Commodore Jamila Malafa was born in 1965 in Gombi Local Government Area of Adamawa state. She is Whona by tribe. She joined the Nigerian Navy in 1988 and was Commissioned as midshipman in 1990.
She was posted to Ojo in Lagos. While in Lagos, she went to School of Nursing to obtain her Midwifery certificate, her LLB at the University of Lagos, and LLM in constitution and criminal law, She then proceeded to Malta for her Masters in International Maritime Law institute University in 2009.
When asked how she has been able to push through in a male dominated area,She says, “Honestly, I never saw the profession as a male-dominated institution, or any of it activities as challenging that will make me have a change of mind because I love what I am doing.”
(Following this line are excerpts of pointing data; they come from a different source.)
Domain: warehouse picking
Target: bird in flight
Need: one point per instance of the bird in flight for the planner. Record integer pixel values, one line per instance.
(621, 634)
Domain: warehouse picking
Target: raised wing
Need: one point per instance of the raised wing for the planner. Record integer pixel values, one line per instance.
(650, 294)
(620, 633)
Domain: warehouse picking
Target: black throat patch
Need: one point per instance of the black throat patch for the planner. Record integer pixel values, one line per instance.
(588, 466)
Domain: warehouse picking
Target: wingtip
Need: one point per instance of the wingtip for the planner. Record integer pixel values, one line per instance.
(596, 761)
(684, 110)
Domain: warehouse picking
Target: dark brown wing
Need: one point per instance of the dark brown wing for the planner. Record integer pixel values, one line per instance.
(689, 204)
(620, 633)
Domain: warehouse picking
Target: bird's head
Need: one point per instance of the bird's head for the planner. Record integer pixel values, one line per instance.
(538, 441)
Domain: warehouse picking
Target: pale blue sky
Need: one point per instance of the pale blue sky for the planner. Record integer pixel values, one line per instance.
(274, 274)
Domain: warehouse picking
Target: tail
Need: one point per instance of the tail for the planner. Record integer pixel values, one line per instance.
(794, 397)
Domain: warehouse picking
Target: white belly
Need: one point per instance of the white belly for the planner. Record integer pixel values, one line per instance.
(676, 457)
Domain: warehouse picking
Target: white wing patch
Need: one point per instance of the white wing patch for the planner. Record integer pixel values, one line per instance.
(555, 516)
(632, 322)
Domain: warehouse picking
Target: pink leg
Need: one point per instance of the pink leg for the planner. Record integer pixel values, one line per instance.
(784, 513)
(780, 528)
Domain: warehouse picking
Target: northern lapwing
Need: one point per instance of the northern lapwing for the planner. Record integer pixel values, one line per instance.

In a recent interview, she recalls that, “My most challenging task as an officer was when I was posted to Borokiri in Port Harcourt during militant days. I was posted there as the Chief of Command of the Medical Centre Port Harcourt because my Executive Officer went to Darfur. On the first day, I reported duty, the militants had taken over Port Harcourt, and were pursued by our officers. There was fire exchange that lasted for some time. I attended to all the wounded officers and the militants without any discrimination.”
With regards to encouraging more women from the North to join the Navy, she says, “In 2009, when I returned from Malta where I went for my LLM in International Maritime Law, the then Chief of Naval Staff, Rear Admiral I. I. Ibrahim, included my name with the then Navy Secretary, Rear Admiral Jibrin, to go to Sokoto, Kebbi, Katsina, Zamfara and other core northern states to encourage young women to join the profession. I even went to the Sultan’s palace and the office of the state’s Commissioner of Information for their support for the initiative to no avail. I had to extend my stay when I was told that a woman from Zamfara was interested and was coming over to Sokoto for the exams, and I was ready to allow her to write the exams alone, but she never turned up. I also went on air to call on our women to join, but that did not change that perception up till date.”
When she was asked about balancing family and work. She insisted that even though she also had to take permission before getting married, the army was still the perfect job, as it also allowed her time to be with her family whenever she had to.